Use the Panda library to load the csv data with the following:
- Load the csv data.
- Get a quick overview by printing the first 10 rows of the DataFrame, viewing the last 5 rows of the DataFrame, and showing all the rows.
- View the number of rows and columns in the data frame
- Get the dataframe information about the data set.
- Check the empty value.
- Replace Empty Values Using the value that appears most frequently.
- Check and Discovering Duplicates.
- Removing Duplicates.
Use the use the train_test_split helper function from Scikit-learn to split the training date and test data the following:
- Create the data features (X) and target labels (y).
- Randomly split the data features and labels into a training and test sets by holding 30% of the data for testing.
Use the TensorFlow and Keras library to build a neural network model with the following:
- Two hidden layer of 10 nodes, and the ReLU activation function
- Plot the model architecture
- Compile the model using the adam as the optimizer and using the mean squared error as the loss function.
- Train the model on the training data using 100 epochs.
- Evaluate the model on the test data using model.evaluate
- Make predictions on test data using model.predict
Repeat Part C but use a normalized version of the data.
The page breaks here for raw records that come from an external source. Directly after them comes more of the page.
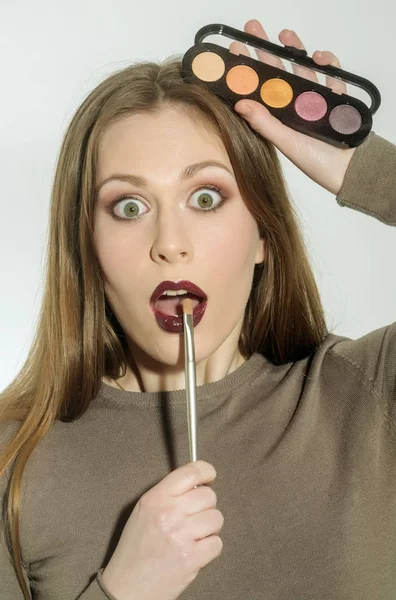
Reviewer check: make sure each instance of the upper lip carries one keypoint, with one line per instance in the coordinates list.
(177, 285)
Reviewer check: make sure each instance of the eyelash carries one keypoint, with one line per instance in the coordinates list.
(201, 187)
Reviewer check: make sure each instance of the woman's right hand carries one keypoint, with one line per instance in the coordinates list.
(170, 536)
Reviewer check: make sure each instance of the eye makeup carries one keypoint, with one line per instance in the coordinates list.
(304, 105)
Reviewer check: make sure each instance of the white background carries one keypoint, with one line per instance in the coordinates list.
(53, 53)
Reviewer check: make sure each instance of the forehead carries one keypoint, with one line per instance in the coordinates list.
(168, 139)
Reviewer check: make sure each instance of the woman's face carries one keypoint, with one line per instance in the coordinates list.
(163, 230)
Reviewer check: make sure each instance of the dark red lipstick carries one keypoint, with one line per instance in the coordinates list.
(174, 323)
Recall that one way to normalize the data is by subtracting the mean from the individual predictors and dividing by the standard deviation.
- Repeat Part C but use 250 epochs this time for training.
- prevent the overfitting using tensorflow.keras.callbacks.EarlyStopping(), if 30 epochs with no improvement by monitoring the validation loss, the training will be stopped,
F. Increase the number of hidden layers (5 marks)
Repeat part C but use a neural network with the following instead:
- Four hidden layers, each of 10 nodes and ReLU activation function.